Oh Lord the phone gets mine going. They will lay under the desk, then hear me talking, and stand and scratch my leg for attention is what Bella and Cayenne do, Sage is a noser, she will stand on her back legs and keep nosing my arm to pet her. Then they all run to the kitchen and back at the front door if I do not have it closed so they can't see out. A little attention then back to work for about 3 hours and start over again


----------



## fjm (Jun 4, 2010)

I actually have a phrase for when I am going to be occupied for a while - "Busy, busy, boring" means I am focussed on something else, and they need to leave me alone. They are very good, and settle for a snooze until bladder pressure gets too great and Poppy comes to tell me she is desperate. I take long phone calls, or have sit down at the table meetings, less than once a month, but Sophy chooses those times over all the other opportunities to spread havoc. Perhaps it is something to do with my being physically close but focussed on someone else. She certainly is not demanding my attention though - quite the contrary!


----------



## snow0160 (Sep 20, 2016)

Poodles are one of the few breed I’ve seen that are very very observant of your daily habits. They are also fantastic with thinking abstractly. Based on which shoes I put on, Lucky knows what I’m about to do. Every time I take the shower, he knows exactly what my routine is and sits in the correct room waiting before I enter the room. Fortunately, Lucky does not bug me when I’m on the phone or having a guest over. He is the least clingy dog I have and will be off on his own until it is time for his walk, meal, or play. 

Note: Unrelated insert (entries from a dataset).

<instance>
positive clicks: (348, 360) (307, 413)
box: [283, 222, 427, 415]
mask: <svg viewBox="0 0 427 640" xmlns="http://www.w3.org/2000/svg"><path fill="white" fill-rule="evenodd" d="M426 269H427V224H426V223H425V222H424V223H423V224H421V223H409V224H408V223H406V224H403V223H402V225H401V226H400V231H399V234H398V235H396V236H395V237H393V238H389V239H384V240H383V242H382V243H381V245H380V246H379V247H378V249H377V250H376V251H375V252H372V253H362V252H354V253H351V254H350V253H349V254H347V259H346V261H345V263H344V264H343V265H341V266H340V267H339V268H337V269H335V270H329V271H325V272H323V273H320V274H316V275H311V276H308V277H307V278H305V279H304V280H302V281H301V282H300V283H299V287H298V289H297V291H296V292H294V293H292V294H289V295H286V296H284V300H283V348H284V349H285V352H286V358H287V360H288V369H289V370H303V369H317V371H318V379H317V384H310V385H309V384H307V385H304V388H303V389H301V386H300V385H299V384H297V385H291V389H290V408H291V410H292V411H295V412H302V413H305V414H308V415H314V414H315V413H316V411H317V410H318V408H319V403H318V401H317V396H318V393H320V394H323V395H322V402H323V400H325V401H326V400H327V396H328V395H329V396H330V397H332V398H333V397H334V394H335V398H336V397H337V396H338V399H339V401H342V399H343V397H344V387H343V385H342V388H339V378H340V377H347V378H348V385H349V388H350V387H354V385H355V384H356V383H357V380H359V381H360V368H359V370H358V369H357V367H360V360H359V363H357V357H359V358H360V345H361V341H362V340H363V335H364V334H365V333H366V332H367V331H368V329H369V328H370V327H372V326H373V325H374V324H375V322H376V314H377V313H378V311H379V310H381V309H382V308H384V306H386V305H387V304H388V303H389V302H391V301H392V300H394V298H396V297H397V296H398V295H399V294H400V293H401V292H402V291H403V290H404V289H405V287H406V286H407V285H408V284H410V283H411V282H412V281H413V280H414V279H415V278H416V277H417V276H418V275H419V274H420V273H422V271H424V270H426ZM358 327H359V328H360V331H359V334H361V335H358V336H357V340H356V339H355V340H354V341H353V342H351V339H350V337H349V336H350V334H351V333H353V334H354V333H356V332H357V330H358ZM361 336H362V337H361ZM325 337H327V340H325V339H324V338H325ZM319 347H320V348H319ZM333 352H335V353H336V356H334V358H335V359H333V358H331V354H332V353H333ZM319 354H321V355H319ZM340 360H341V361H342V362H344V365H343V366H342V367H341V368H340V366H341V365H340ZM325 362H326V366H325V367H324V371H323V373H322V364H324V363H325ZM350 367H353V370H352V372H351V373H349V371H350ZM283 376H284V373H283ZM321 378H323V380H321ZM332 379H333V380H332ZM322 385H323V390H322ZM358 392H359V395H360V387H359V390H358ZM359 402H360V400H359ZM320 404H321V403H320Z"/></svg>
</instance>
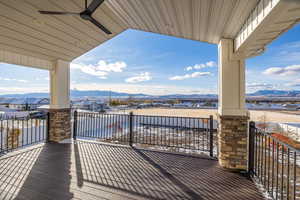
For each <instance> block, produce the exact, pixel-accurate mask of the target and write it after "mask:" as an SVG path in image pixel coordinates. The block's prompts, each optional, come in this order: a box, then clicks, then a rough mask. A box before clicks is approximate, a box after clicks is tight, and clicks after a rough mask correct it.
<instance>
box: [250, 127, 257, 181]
mask: <svg viewBox="0 0 300 200" xmlns="http://www.w3.org/2000/svg"><path fill="white" fill-rule="evenodd" d="M255 129H256V128H255V122H253V121H251V122H250V123H249V141H248V145H249V146H248V151H249V153H248V174H249V175H251V174H252V173H253V170H254V137H255Z"/></svg>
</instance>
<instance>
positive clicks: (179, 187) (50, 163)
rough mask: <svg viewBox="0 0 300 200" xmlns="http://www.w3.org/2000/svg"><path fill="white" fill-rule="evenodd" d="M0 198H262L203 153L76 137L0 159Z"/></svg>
mask: <svg viewBox="0 0 300 200" xmlns="http://www.w3.org/2000/svg"><path fill="white" fill-rule="evenodd" d="M0 199H22V200H25V199H26V200H27V199H31V200H35V199H37V200H41V199H43V200H48V199H55V200H60V199H63V200H69V199H88V200H96V199H122V200H124V199H172V200H173V199H199V200H201V199H222V200H225V199H230V200H233V199H243V200H246V199H249V200H250V199H251V200H252V199H256V200H259V199H263V197H262V195H261V194H260V192H259V191H258V190H257V189H256V187H255V185H254V183H253V182H252V181H250V180H248V179H246V178H245V177H243V176H241V175H239V174H236V173H230V172H227V171H225V170H223V169H222V168H220V167H219V166H218V163H217V161H215V160H212V159H209V158H205V157H191V156H186V155H179V154H171V153H163V152H158V151H150V150H142V149H134V148H130V147H125V146H116V145H106V144H99V143H93V142H85V141H77V144H51V143H47V144H44V145H39V146H35V147H33V148H31V149H26V150H24V151H22V152H14V153H11V155H7V156H5V157H3V158H0Z"/></svg>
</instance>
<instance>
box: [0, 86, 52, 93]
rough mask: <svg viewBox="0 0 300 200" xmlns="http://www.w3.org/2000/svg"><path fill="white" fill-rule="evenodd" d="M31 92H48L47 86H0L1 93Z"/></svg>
mask: <svg viewBox="0 0 300 200" xmlns="http://www.w3.org/2000/svg"><path fill="white" fill-rule="evenodd" d="M32 92H34V93H35V92H49V87H48V86H45V87H35V86H34V87H31V86H30V87H28V86H26V87H25V86H24V87H0V93H1V94H25V93H32Z"/></svg>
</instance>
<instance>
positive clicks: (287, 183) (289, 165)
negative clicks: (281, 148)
mask: <svg viewBox="0 0 300 200" xmlns="http://www.w3.org/2000/svg"><path fill="white" fill-rule="evenodd" d="M287 157H288V158H287V164H288V166H287V179H286V185H287V186H286V195H287V196H286V197H287V200H288V199H290V148H288V151H287Z"/></svg>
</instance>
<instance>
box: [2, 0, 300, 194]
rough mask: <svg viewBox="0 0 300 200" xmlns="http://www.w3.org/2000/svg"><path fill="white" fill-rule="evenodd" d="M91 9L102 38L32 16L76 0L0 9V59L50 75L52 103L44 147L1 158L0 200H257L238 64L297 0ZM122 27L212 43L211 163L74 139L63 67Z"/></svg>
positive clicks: (271, 30) (247, 124)
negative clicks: (212, 71) (253, 178)
mask: <svg viewBox="0 0 300 200" xmlns="http://www.w3.org/2000/svg"><path fill="white" fill-rule="evenodd" d="M91 2H92V3H96V4H98V3H99V7H97V9H96V10H95V12H94V13H93V17H94V18H95V19H96V20H98V21H100V22H101V23H103V25H104V26H105V27H106V28H108V29H109V30H110V32H111V34H107V32H106V33H105V32H103V31H102V30H100V29H99V28H97V27H95V26H94V24H92V23H89V22H88V21H85V20H83V19H82V17H80V16H60V15H42V14H40V13H39V12H38V11H39V10H50V11H73V12H82V11H83V10H84V9H85V6H84V1H82V2H81V1H75V0H64V1H56V2H54V1H50V0H43V1H41V0H32V1H18V0H12V1H1V2H0V11H1V13H2V16H0V27H1V29H0V30H1V31H0V32H1V33H0V62H5V63H10V64H16V65H22V66H26V67H33V68H39V69H44V70H47V71H49V76H50V81H49V85H50V98H51V103H50V109H49V115H48V117H49V118H48V121H47V123H48V122H49V124H47V130H48V135H47V138H46V139H47V140H46V141H49V142H50V143H46V144H44V145H40V146H34V147H30V148H26V149H24V150H22V152H21V151H15V152H12V153H9V154H7V155H6V156H4V157H1V158H0V166H1V181H0V188H1V195H2V196H1V198H3V199H14V198H15V199H101V198H102V199H143V198H144V199H262V196H261V194H260V192H259V191H258V190H257V188H256V187H255V185H254V183H253V182H251V181H250V180H248V179H247V178H246V177H243V176H242V175H241V174H243V173H245V172H247V171H248V170H249V167H248V166H249V153H248V149H249V143H248V141H249V140H248V139H249V137H248V136H249V135H248V133H249V131H248V130H249V122H248V120H249V116H248V111H247V109H246V107H245V85H246V84H245V76H246V74H245V60H246V59H247V58H249V57H253V56H258V55H260V54H261V53H262V52H264V51H265V47H266V45H268V44H269V43H271V42H272V41H273V40H274V39H276V38H277V37H278V36H279V35H280V34H281V33H283V32H285V31H287V30H288V29H290V28H291V27H292V26H293V25H294V24H296V23H298V22H299V19H300V3H299V1H297V0H249V1H248V0H247V1H238V0H231V1H230V3H228V2H229V1H227V0H220V1H210V0H187V1H182V0H174V1H173V0H172V1H169V0H124V1H123V0H122V1H120V0H106V1H100V0H99V1H97V0H93V1H88V3H91ZM97 2H98V3H97ZM100 3H101V5H100ZM127 29H137V30H142V31H148V32H154V33H159V34H165V35H170V36H175V37H180V38H186V39H192V40H196V41H200V42H208V43H212V44H215V45H218V52H216V53H218V58H219V59H218V69H219V81H218V97H219V104H218V105H219V108H218V114H219V116H218V122H219V123H218V147H219V148H218V160H214V159H212V158H204V157H197V156H196V157H192V156H183V155H178V154H171V153H162V152H157V151H150V150H143V149H136V148H132V147H124V146H116V145H113V146H111V145H105V144H99V143H92V142H83V141H80V140H77V141H74V140H73V137H72V116H71V107H70V63H71V62H72V60H74V59H75V58H77V57H79V56H81V55H83V54H84V53H86V52H88V51H90V50H91V49H93V48H95V47H96V46H98V45H100V44H102V43H104V42H105V41H107V40H109V39H111V38H113V37H114V36H116V35H118V34H120V33H122V32H123V31H124V30H127ZM199 53H201V52H199ZM200 117H201V116H200ZM129 123H130V122H129ZM15 138H17V137H15ZM12 140H13V141H12V146H14V143H15V141H14V137H12ZM16 143H17V144H18V142H16ZM260 144H262V146H264V147H265V145H264V144H265V143H263V142H262V143H260ZM268 144H270V142H269V143H268ZM277 155H279V154H277ZM281 155H283V153H282V154H281ZM282 160H283V159H282ZM269 166H270V165H269ZM282 168H283V167H282ZM232 171H234V172H242V173H240V174H239V173H232ZM294 174H296V173H294ZM282 177H283V173H282ZM282 180H283V179H282ZM294 183H296V181H294ZM281 186H282V187H283V184H281ZM294 188H296V187H294ZM295 197H296V196H295V195H294V198H295Z"/></svg>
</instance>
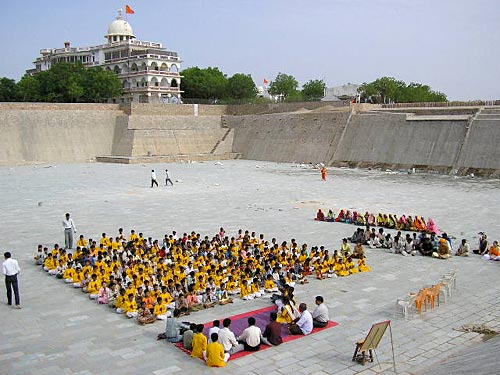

My cat Donald is also super super smart. She will interrupt me at inopportune times. She will meow and bat my arm because she wants something and will lead me to the source of the problem. This is usually the water, food, or literbox refills. DH and I joke about how she is an alien trapped in a cats body because she know exactly who and when to make the request. Donald will tell you if there are any poops that need scooping. She never approaches my DH bc he ignores such request. I’m the softy and will do as she commands immediately every time. Paul says Donald is my master overlord. 


Sent from my iPhone using Tapatalk Pro


----------



## glorybeecosta (Nov 11, 2014)

Mine know if I am going after cig (10 minutes) as I just throw something on no make up. If I spend 30 minutes in the bathroom they know it will be awhile. My housekeeper was here and I closed the gated in the kitchen, because Sage had not done #2 that morning. She said they did not make a sound until I came back. If I do not shut the gates they set at the front door and cry.


----------